This wasn’t him. This wasn’t the calm, arrogant Alek I knew.

“What’s going on with you?” I asked with a frown. “Are you nervous to close the veil?”

He let his eyes flutter closed while he took a long breath. “Narcissa’s right. This is risky.” He opened his eyes again, letting them dart around the forest behind me, searching the trees and the forest floor and anything but me.

“It’s not as risky as letting whatever dark spirits that live on the other side seep through and ruin our lives. This will fix everything, Alek.”

“What if the world doesn’t need fixing?” He stepped forward, lowering his voice as he continued, “What if this is exactly how everything is supposed to be?”

I stared at him for a moment.
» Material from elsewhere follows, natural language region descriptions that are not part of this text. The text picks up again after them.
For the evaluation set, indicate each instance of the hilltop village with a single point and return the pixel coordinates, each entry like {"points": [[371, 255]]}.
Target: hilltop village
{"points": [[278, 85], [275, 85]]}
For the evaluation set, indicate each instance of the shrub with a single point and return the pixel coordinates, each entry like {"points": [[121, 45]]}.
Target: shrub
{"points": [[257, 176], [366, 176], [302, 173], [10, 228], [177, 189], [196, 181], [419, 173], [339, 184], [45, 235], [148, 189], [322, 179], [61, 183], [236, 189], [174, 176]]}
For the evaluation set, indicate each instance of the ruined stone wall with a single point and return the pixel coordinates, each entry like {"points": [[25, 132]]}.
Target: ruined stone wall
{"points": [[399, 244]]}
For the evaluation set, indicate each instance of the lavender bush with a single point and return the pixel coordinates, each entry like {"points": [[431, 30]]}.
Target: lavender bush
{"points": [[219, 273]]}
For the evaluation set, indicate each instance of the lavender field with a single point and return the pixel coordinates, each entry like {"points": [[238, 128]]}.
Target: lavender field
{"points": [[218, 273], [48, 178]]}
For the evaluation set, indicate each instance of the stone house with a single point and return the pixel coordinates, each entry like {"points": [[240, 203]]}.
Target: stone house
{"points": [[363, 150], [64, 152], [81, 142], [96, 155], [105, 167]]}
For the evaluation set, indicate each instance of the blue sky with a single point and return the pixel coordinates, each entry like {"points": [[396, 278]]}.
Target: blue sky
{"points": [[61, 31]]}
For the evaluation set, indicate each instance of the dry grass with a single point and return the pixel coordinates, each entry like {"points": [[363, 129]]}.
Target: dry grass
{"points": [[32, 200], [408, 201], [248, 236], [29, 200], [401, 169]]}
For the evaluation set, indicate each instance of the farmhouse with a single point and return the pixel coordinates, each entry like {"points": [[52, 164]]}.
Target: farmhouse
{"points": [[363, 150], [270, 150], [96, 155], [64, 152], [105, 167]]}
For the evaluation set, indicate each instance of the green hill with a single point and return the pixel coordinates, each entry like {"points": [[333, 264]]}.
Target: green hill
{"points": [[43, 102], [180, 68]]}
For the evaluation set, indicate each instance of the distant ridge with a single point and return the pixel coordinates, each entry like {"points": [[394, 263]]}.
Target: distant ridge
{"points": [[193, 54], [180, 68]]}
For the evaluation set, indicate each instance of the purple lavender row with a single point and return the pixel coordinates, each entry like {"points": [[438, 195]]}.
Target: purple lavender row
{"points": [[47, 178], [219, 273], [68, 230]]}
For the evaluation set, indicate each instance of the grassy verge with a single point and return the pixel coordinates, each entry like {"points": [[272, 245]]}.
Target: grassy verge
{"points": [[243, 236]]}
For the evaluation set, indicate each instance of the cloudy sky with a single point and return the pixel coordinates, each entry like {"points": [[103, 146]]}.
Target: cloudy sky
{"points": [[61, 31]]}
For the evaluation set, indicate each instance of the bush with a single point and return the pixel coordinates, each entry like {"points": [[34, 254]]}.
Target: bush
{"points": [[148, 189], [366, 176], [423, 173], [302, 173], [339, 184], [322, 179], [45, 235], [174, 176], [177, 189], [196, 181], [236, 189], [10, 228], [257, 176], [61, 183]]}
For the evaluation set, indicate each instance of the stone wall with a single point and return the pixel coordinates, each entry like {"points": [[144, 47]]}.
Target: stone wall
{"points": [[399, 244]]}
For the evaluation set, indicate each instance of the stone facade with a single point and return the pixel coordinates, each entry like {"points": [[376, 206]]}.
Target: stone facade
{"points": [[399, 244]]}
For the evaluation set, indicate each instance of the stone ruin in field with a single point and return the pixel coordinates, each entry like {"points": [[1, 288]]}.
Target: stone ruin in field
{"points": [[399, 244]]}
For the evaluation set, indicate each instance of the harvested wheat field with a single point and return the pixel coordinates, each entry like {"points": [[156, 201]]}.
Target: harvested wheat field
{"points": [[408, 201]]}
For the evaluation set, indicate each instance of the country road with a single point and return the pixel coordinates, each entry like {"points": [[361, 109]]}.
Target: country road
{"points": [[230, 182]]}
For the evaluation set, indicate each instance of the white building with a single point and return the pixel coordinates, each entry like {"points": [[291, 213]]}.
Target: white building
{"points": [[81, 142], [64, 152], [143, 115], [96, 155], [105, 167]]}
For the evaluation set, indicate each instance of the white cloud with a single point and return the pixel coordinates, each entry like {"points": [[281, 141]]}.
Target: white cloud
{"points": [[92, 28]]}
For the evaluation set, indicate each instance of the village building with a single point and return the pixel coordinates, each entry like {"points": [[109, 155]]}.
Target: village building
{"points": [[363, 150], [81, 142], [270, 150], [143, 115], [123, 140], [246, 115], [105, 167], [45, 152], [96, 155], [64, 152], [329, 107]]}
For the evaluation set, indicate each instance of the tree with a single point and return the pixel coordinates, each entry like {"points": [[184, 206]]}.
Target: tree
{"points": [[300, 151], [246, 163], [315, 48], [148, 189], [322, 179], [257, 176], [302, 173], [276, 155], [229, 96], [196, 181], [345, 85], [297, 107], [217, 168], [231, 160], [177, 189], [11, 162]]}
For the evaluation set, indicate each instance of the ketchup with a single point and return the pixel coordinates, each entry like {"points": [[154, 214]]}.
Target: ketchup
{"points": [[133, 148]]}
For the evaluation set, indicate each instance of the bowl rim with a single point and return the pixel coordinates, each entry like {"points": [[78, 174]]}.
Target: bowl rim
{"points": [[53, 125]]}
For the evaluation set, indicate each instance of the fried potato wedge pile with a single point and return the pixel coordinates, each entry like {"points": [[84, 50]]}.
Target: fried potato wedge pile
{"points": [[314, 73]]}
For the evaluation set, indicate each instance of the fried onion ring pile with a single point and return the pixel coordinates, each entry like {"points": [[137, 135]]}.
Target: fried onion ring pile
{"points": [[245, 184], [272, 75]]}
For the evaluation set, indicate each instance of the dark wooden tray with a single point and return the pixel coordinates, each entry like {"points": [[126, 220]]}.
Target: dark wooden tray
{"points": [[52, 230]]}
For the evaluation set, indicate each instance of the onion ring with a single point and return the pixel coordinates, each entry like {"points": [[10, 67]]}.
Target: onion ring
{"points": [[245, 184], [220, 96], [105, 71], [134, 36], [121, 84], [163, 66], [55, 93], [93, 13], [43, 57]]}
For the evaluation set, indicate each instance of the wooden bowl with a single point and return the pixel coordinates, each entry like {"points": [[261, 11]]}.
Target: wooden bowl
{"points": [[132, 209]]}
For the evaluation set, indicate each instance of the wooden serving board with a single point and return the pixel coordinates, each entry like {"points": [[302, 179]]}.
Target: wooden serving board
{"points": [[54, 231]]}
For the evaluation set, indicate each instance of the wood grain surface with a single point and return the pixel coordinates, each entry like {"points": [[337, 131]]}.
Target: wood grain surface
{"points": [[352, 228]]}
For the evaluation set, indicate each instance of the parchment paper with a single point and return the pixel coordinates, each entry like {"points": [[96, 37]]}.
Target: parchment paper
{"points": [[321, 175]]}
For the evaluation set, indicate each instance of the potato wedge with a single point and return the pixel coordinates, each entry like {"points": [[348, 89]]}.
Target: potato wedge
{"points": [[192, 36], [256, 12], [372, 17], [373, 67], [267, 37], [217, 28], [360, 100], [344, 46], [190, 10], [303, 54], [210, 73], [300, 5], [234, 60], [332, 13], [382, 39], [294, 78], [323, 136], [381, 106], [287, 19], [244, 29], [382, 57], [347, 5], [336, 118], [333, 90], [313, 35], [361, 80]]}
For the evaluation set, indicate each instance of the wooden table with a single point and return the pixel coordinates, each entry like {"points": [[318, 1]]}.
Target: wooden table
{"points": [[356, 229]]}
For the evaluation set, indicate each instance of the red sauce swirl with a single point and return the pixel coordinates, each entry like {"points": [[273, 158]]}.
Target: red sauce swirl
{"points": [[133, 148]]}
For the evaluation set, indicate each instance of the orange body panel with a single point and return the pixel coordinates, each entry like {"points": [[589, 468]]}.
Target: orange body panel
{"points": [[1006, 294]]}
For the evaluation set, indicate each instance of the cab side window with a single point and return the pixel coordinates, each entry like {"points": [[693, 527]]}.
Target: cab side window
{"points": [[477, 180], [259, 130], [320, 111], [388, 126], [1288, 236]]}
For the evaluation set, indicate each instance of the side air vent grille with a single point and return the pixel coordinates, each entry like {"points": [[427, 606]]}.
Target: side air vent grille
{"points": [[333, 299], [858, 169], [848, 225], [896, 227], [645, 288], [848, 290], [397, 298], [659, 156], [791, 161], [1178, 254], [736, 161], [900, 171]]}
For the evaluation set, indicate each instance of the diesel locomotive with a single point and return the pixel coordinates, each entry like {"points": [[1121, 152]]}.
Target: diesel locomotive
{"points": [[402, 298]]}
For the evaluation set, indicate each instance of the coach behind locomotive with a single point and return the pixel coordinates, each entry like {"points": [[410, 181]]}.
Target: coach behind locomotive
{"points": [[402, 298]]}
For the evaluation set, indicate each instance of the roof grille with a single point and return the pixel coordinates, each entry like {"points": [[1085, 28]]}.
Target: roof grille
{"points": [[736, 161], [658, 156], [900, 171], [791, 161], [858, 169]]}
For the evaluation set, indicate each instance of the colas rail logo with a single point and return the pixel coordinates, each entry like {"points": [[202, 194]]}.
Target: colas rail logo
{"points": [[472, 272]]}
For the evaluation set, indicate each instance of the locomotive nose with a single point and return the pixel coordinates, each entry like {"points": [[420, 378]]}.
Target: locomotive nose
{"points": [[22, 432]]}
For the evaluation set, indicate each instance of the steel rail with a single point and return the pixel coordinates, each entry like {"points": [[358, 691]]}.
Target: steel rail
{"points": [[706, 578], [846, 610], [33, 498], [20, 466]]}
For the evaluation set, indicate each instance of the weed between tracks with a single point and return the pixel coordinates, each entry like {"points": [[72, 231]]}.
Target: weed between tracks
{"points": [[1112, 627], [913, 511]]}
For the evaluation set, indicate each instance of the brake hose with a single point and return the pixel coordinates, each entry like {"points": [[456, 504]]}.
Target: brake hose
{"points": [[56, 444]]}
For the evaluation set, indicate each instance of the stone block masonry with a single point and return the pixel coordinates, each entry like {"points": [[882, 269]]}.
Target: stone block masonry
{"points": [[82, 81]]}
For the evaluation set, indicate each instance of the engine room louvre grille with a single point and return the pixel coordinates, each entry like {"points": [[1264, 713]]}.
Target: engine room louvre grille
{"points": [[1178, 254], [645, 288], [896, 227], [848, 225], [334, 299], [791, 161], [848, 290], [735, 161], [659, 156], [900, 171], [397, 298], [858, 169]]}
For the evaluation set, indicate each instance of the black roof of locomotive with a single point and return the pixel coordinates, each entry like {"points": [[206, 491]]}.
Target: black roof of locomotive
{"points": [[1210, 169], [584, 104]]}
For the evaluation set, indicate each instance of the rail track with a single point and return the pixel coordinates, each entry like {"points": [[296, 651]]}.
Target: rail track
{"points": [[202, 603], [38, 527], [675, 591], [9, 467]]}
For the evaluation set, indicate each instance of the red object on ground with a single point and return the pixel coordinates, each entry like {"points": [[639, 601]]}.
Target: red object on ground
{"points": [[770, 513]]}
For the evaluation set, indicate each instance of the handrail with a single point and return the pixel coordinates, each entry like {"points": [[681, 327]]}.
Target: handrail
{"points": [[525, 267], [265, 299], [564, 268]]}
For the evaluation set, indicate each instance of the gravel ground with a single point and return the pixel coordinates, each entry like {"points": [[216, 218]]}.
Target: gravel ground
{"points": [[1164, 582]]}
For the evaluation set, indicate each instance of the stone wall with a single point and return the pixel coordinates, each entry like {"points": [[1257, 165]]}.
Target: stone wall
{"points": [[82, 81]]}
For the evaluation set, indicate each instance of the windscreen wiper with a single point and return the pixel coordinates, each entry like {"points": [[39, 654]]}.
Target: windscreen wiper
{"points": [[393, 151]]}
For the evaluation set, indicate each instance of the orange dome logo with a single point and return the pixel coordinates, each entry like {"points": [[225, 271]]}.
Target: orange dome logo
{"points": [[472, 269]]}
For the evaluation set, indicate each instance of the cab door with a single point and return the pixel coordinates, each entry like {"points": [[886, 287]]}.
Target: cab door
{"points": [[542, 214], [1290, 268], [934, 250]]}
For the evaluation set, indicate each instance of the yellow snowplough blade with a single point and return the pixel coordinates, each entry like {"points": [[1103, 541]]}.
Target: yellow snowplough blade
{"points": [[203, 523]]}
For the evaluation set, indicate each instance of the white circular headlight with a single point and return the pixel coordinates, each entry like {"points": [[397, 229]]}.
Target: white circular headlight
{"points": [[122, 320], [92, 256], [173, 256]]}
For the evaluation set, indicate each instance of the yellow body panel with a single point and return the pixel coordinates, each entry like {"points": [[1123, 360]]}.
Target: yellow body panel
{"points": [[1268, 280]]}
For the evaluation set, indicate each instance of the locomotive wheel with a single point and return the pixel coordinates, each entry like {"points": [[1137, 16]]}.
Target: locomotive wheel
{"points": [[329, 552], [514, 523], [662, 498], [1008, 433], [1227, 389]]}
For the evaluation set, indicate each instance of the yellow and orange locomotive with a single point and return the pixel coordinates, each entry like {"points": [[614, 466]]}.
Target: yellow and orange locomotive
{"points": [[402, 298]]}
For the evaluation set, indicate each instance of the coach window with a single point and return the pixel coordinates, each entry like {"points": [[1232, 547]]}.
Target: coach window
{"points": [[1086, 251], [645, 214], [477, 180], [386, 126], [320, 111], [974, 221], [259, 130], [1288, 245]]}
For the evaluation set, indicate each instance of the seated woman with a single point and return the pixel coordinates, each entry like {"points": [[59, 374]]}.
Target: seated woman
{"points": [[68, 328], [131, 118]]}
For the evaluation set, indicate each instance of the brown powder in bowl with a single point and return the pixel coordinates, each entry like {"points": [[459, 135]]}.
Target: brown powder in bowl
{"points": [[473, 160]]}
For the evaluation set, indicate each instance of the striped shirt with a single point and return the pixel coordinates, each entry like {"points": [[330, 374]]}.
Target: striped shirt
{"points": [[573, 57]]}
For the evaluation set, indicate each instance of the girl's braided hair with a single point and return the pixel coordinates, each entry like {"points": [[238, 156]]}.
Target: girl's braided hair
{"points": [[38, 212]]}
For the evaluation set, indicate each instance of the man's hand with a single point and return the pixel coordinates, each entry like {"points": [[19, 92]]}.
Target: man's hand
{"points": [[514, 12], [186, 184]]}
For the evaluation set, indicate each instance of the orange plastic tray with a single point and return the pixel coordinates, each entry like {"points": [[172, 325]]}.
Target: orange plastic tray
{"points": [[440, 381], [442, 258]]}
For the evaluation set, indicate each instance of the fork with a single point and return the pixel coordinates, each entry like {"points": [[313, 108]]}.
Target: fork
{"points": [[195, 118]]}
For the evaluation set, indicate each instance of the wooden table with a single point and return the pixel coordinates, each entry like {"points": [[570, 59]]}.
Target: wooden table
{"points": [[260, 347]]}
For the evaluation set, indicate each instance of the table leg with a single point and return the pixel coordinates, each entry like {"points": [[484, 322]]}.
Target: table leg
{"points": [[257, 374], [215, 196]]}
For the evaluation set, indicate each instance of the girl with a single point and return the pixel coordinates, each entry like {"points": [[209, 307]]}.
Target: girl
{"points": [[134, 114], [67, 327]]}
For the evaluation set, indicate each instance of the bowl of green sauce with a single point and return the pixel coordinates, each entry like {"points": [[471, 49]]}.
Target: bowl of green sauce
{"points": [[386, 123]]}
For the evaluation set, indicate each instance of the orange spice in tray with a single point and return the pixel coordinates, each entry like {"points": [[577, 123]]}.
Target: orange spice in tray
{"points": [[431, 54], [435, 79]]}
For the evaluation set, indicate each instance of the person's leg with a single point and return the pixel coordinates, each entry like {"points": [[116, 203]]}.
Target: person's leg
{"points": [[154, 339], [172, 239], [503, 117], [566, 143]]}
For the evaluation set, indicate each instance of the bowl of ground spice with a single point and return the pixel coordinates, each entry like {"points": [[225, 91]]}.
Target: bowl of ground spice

He had to be joking, right? He couldn’t possibly think that this chaos was normal, was better than life with the veil closed.

“Why are you saying this?” I asked. “What’s gotten into you, Alek? You were just as eager to close the veil as I was.”

“Yeah, well, that was before.”

“Before what?” I pressed.

He hesitated, his mouth opening and closing as the war in his mind raged on. I would have paid anything to know what he was thinking.

Alek was devastated when he discovered the veil had remained open.

What changed?

The conversation I had with my father replayed in my head. Alek might have known what Marcus really had planned with the veil, but it didn’t matter. He hated his father more than anyone.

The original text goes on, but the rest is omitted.